The slide in living conditions comes after the coup triggered the suspension of billions of dollars in international funding, and at a time when the war in Ukraine has pushed the cost of key imports higher.
It has fed into anti-military demonstrations held at least once a week for the past eight months, while also adding to pressure for the military and civilian groups to come to a political agreement.
No prime minister has been appointed since the coup, ministers are serving in an acting capacity and mediation attempts led by the United Nations and the African Union have yet to produce results.
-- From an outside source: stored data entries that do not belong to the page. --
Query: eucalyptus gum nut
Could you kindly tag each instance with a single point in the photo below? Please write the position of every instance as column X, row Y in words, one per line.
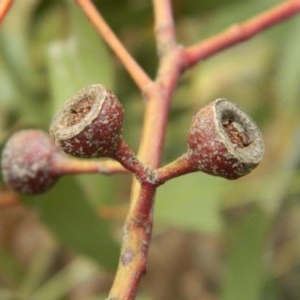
column 224, row 141
column 89, row 124
column 26, row 162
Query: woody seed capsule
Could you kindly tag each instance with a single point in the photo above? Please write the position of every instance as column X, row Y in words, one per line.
column 89, row 124
column 224, row 141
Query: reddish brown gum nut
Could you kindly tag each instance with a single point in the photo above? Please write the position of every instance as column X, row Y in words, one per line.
column 89, row 124
column 26, row 162
column 224, row 141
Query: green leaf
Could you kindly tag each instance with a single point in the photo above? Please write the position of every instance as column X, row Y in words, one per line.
column 190, row 202
column 74, row 222
column 78, row 61
column 288, row 90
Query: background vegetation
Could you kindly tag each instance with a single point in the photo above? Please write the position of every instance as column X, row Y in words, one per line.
column 213, row 239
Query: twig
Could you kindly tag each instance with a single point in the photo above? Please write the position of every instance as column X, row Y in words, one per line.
column 141, row 79
column 172, row 60
column 4, row 7
column 164, row 26
column 138, row 224
column 240, row 32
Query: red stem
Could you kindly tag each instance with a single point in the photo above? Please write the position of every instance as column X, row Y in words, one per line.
column 137, row 73
column 240, row 32
column 164, row 25
column 4, row 7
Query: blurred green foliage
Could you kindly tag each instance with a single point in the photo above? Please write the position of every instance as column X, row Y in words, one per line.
column 48, row 50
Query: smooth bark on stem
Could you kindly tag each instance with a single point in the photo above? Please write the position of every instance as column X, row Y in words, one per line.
column 136, row 72
column 240, row 32
column 4, row 8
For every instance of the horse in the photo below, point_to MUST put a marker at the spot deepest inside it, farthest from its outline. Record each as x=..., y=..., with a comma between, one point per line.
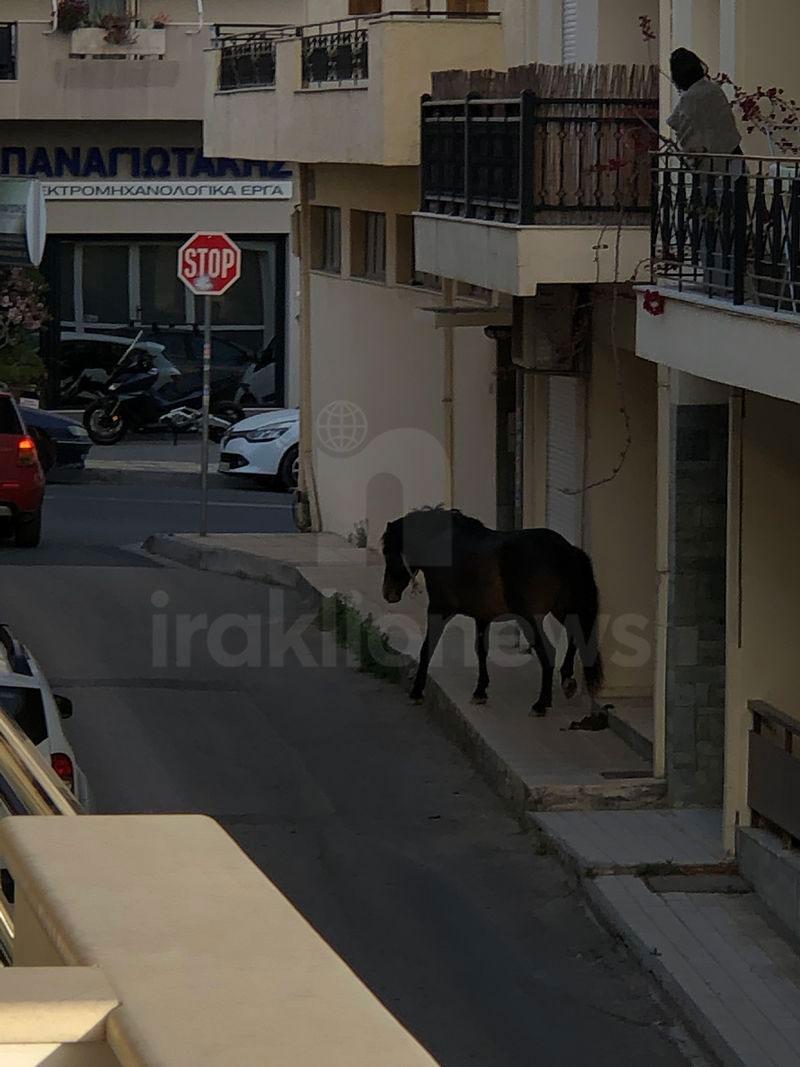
x=488, y=575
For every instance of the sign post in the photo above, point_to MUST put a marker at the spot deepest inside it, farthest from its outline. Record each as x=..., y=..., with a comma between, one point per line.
x=208, y=265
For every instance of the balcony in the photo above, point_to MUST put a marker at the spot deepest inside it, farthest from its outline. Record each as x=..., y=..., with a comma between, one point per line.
x=344, y=92
x=53, y=76
x=725, y=255
x=525, y=189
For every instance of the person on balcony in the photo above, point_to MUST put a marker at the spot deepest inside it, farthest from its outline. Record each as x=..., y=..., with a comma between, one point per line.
x=703, y=120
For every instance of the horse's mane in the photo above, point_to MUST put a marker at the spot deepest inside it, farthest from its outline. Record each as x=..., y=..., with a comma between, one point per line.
x=431, y=522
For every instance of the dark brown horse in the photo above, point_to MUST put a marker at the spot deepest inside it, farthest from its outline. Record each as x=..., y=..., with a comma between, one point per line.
x=486, y=575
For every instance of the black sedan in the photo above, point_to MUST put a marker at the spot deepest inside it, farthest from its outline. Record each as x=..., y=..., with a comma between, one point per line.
x=62, y=443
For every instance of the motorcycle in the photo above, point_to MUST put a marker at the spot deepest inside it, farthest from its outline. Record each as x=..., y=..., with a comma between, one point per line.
x=131, y=402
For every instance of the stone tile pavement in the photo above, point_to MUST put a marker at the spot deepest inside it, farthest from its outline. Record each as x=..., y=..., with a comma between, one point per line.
x=734, y=976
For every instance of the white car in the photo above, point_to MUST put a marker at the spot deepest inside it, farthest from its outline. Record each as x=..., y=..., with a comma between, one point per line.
x=27, y=698
x=266, y=445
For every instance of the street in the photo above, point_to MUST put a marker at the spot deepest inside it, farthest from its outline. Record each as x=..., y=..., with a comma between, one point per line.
x=372, y=824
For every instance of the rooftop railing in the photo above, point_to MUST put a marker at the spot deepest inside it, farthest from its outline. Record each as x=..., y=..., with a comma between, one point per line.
x=530, y=159
x=729, y=227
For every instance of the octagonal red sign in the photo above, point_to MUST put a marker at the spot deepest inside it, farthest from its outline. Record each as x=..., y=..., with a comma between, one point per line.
x=209, y=264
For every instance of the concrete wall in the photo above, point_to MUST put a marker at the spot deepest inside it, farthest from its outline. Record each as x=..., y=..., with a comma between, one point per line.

Authorities say they are pressing on with economic reforms that a civilian-led government began under International Monetary Fund (IMF) monitoring in 2020, aimed at reducing subsidies seen as inflationary, but government spending has skyrocketed.
“We are continuing with the economic reform program, and reducing subsidies gradually in a way that citizens can manage,” Finance Minister Jibril Ibrahim told Reuters in an interview.
The government has refrained from printing money to finance the deficit, and monthly state revenues have risen by two-thirds over the past six months to 150 billion Sudanese pounds ($264 million), he said.
Sudan recently signed a deal with the United Arab Emirates for a port and agricultural project, he said, which could lead to greater income.
But inflation means spending has grown even faster. The monthly bill for public sector salaries alone stood at 180 billion pounds, up from 54 billion pounds since the start of the year, on top of rising costs for fuel, wheat, and other imports, he added.